Personal information
- Full name: Mark Weideman
- Born: 30 December 1961 (age 63)
- Original team: West Adelaide (SANFL)
- Height: 188 cm (6 ft 2 in)
- Weight: 92 kg (203 lb)

Playing career^{1}
- Years: Club / Games (Goals)
- 1981–1984: Collingwood / 28 (34)
- ^{1} Playing statistics correct to the end of 1984.

= Mark Weideman =

Australian rules footballer

Mark Weideman (born 30 December 1961) is a former Australian rules footballer who played with Collingwood in the Victorian Football League (VFL).

Weideman was just 16 when he made his senior debut for South Australian National Football League (SANFL) club West Adelaide in 1978. His father, Murray Weideman, had coached the club earlier in the decade, after an 11-year career at Collingwood. Weideman followed in his father's footsteps and played 28 games for Collingwood over four seasons. He played 20 of those games in his debut season in 1981, which included their preliminary final win over Geelong, but he wasn't selected in the Grand Final team, his spot taken by captain Peter Moore, who was returning from injury.

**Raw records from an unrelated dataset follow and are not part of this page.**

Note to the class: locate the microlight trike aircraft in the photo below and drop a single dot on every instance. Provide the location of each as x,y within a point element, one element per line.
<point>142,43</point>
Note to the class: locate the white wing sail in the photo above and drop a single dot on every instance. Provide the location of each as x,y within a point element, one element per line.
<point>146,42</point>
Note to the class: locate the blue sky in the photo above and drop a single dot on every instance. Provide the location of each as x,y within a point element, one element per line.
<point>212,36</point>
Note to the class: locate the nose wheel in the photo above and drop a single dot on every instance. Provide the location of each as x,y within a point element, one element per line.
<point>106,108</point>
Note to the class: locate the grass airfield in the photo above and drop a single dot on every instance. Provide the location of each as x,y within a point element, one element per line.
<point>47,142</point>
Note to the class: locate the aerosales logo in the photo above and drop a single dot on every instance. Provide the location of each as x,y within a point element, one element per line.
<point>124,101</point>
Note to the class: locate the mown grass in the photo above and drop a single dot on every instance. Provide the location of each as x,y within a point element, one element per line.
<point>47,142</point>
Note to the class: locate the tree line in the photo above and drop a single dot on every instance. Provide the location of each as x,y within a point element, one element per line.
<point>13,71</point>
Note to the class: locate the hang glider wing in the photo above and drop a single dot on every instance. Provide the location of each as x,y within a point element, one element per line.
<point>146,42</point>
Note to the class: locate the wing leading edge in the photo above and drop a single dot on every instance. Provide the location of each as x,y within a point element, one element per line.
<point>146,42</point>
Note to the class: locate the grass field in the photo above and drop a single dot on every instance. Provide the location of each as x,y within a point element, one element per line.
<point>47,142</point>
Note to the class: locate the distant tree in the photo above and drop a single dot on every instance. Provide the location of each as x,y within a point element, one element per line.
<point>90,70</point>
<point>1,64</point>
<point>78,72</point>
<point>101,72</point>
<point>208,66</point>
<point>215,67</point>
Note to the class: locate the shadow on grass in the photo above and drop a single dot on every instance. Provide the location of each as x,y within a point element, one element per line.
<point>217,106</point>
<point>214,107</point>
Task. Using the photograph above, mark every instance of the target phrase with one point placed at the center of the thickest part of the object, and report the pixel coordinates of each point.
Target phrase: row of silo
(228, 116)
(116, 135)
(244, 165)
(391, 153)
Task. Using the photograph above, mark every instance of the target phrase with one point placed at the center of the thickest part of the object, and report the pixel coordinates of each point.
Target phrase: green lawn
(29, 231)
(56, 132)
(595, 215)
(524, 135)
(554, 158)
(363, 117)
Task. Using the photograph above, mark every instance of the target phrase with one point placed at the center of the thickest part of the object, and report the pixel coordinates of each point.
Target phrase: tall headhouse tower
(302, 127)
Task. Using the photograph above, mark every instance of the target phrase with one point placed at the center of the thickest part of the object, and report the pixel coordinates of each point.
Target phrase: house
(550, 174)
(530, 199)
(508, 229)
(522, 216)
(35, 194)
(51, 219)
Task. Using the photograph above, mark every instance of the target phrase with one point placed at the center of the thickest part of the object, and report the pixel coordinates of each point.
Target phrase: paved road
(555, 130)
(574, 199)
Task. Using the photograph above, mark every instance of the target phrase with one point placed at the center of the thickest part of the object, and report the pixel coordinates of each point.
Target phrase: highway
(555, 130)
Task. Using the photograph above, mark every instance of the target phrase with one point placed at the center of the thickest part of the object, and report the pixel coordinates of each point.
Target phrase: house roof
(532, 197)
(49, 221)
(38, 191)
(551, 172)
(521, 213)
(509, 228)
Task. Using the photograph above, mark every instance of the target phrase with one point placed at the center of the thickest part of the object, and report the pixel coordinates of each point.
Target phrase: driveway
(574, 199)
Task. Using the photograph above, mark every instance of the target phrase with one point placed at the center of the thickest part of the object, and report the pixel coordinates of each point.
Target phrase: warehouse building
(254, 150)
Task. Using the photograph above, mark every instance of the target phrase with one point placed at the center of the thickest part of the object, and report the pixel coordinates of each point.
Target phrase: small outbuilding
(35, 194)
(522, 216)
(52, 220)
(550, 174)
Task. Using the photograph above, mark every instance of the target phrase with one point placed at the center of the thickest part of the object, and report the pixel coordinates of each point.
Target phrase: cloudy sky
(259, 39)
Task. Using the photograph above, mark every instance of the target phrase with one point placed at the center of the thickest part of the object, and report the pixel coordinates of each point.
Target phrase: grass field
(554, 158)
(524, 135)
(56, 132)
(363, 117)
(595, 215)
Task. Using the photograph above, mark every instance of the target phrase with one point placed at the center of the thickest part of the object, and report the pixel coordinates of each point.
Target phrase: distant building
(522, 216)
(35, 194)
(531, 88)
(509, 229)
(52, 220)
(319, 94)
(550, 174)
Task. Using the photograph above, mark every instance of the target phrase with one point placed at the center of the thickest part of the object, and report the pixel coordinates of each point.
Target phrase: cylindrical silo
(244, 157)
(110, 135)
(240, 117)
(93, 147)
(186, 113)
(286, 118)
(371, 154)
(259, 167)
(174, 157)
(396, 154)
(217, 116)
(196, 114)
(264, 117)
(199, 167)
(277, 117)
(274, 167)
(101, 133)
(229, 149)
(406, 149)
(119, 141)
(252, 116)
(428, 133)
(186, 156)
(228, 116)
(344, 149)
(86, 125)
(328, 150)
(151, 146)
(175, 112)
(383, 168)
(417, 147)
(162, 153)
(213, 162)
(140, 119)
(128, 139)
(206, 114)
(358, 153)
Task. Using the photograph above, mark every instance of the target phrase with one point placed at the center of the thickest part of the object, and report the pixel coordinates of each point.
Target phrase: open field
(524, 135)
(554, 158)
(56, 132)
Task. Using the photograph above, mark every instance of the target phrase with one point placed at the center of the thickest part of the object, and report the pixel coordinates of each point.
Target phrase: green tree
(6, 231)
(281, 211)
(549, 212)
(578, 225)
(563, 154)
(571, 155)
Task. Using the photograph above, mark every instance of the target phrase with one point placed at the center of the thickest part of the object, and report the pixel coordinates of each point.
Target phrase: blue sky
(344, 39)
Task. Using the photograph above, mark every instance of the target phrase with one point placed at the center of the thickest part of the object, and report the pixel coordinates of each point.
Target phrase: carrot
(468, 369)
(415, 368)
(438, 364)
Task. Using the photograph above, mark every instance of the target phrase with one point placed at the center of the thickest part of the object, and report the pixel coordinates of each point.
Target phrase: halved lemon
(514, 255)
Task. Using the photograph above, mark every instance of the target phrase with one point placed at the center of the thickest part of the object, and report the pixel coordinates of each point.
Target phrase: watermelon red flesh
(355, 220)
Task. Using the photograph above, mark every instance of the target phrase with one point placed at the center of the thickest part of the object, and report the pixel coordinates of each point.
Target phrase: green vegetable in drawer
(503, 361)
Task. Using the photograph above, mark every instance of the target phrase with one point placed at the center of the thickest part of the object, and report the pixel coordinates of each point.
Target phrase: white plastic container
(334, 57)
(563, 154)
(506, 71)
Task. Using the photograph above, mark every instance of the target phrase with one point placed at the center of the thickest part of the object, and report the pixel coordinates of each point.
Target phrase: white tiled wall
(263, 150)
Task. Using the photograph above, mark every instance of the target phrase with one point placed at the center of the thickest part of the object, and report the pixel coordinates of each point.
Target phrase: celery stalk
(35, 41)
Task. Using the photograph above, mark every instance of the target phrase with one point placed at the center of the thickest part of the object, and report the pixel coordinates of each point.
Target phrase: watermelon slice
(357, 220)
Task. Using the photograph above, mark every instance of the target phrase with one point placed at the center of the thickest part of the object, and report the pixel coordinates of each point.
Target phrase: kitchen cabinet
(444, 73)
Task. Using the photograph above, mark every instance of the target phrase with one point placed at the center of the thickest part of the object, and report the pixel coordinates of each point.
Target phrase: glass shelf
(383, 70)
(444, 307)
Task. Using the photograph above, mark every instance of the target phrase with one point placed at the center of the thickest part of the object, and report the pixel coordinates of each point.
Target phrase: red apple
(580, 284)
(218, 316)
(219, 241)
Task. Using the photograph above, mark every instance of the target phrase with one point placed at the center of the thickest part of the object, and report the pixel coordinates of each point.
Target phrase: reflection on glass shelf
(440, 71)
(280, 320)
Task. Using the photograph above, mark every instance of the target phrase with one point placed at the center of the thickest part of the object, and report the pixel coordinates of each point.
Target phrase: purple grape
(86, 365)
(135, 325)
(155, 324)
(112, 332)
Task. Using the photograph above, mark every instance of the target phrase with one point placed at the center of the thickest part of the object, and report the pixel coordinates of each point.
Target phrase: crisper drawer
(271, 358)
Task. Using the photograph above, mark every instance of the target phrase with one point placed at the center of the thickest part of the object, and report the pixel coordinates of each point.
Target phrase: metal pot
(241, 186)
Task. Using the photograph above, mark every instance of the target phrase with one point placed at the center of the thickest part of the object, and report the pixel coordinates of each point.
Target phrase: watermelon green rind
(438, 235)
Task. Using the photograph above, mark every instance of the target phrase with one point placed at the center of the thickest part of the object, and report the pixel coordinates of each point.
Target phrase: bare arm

Used by Collingwood up forward and as a ruckman, Weideman was never again a regular fixture in the team, appearing twice in 1982, five times in 1983 and just once in 1984. Weideman later had success with Victorian Football Association (VFA) club Coburg. He won their best and fairest award in 1987, played in back to back premierships in 1988/1989 and was named on the interchange bench in Coburg's official Team of the Century.